Die Ausstellung hat einen wunderbaren Schluss- und Höhepunkt, ganz hinten am Ende des Wandelgangs stirnwandfüllend und sehr wirkungsvoll angebracht: "Auf Zeit" von Raffael Rheinsberg. Rheinsberg hat Hunderte Uhren und Wecker auseinandergenommen und ihre isolierten Bestandteile, Räder, Wellen, Klingeln, Unruhen (Unruhen speziell!) und was sonst noch so in diesen Höllenmaschinen steckt, über eine große Fläche verteilt. Sie hängen dort festgesteckt wie auf einer Sternenkarte.

Wer nur diese Kurzbeschreibung liest, könnte zum Schluss gelangen, es wäre halt mal wieder bloß so ein Stück Konzeptkunst. Aber das täte ihm Unrecht. Wer die ganze Ausstellung durchmessen und sich ihrer Stimmung und ihren Lichtverhältnissen überlassen hat, der wird im abschließenden Witz dieses Gebildes eine schöne, ja träumerische Heiterkeit entdecken.

Wir werden uns so bald nicht der tyrannischen Gewalt unserer Zeitmesser entwinden, und wir werden das Innere des Schlafs vielleicht so wenig je erreichen wie die Sterne der Milchstraße. Aber wenn uns die Unruhe des Weckers plötzlich als Spiralnebel erscheint, so gibt es einen Kurzschluss, den man als befreiendes Lachen erlebt.
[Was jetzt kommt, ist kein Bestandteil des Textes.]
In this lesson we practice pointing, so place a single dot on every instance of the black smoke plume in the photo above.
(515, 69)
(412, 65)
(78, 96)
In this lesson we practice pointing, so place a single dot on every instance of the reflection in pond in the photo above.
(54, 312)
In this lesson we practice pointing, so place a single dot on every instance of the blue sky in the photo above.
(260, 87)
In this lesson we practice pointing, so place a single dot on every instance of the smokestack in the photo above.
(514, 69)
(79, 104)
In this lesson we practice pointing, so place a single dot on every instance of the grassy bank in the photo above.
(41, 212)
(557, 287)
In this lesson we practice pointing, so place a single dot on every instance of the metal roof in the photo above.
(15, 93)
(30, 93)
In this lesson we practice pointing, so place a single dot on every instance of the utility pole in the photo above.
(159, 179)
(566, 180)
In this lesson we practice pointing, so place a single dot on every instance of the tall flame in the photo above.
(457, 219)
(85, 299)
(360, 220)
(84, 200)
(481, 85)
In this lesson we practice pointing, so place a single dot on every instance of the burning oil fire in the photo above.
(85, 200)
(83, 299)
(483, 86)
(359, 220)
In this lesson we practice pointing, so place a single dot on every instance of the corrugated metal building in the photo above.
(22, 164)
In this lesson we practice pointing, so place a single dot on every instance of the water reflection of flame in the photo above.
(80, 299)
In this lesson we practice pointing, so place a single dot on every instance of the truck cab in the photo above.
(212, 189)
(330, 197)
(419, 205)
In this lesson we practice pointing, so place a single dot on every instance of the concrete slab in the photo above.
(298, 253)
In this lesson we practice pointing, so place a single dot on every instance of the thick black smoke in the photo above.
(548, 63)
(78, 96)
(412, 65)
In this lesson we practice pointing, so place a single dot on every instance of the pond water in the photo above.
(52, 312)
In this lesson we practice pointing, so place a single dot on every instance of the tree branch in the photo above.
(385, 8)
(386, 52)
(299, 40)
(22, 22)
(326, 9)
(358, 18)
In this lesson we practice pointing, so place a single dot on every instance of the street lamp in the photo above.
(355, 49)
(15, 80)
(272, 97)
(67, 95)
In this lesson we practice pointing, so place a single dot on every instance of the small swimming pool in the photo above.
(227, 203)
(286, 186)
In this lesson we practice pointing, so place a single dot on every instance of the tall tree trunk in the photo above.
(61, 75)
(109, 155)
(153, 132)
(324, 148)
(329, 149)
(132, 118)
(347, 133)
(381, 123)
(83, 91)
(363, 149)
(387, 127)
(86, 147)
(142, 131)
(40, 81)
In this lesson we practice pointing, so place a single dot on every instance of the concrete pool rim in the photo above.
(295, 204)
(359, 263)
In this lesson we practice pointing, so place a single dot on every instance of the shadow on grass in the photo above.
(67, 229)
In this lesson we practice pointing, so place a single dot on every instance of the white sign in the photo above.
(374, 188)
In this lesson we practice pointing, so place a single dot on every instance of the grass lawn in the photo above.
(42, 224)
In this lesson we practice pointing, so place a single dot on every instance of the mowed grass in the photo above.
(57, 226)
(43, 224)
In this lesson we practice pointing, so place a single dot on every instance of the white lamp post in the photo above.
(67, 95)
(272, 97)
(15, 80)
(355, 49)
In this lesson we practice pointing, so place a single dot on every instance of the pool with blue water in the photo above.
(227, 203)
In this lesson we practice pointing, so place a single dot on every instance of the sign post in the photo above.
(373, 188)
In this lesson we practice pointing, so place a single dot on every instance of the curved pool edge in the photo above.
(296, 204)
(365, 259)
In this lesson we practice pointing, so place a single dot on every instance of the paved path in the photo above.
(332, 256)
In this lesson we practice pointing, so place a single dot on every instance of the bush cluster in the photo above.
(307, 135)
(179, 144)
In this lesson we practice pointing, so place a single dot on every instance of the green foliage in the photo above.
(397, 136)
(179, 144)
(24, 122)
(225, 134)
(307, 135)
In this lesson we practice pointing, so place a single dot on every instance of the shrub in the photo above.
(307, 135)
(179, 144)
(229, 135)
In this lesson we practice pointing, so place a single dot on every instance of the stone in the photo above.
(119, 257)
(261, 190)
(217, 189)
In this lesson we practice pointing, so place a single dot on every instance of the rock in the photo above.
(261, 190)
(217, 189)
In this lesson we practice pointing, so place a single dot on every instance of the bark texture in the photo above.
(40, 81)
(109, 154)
Man darf sich vor der so geschmückten Wand auf einem Matratzenlager niederlassen und Wiegenlieder aus Deutschland, Vietnam und Neukaledonien hören. Uhren gibt es noch nicht überall auf der Welt, Wiegenlieder schon.
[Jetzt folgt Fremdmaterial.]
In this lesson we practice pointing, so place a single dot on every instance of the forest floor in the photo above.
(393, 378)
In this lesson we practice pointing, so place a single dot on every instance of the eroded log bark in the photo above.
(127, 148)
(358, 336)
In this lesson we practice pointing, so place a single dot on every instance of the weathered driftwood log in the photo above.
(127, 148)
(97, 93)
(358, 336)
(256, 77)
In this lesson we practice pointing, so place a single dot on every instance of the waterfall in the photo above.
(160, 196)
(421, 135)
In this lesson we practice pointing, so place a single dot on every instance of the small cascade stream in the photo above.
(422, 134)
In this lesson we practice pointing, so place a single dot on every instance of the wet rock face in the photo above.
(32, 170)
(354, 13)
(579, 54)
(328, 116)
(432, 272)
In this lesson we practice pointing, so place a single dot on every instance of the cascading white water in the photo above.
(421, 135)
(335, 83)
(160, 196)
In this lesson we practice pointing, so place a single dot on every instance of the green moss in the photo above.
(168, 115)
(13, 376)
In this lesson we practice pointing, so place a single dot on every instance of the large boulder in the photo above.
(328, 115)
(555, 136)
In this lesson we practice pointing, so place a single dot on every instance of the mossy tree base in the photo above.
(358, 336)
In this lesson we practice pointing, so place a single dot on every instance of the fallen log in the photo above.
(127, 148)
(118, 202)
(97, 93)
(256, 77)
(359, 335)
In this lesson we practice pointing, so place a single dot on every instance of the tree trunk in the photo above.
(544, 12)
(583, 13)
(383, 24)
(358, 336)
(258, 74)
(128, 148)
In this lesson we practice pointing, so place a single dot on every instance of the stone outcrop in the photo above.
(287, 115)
Wenige solcher Offenbarungen hält der Katalog bereit. Am interessantesten ist der Aufsatz, der das Verhältnis der beiden eigentlichen Traum-Wissenschaften, der klassischen Psychoanalyse und der Neurologie, behandelt. "Engführung zweier Diskurse" ist er betitelt. "Eng" ist ein relativer Begriff, bedingt vor allem vom Sichtabstand.

Der Neurologie liegt die Struktur des menschlichen Gehirns inzwischen ungefähr so offen da wie das Satellitenbild von einer nächtlichen Großstadt. Wie viel von ihr begreift, wer nur dieses sieht?

"Schlaf & Traum" im Deutschen Hygiene-Museum Dresden. Bis 3. Oktober. Info: Telefon 03 51/4 84 64 00.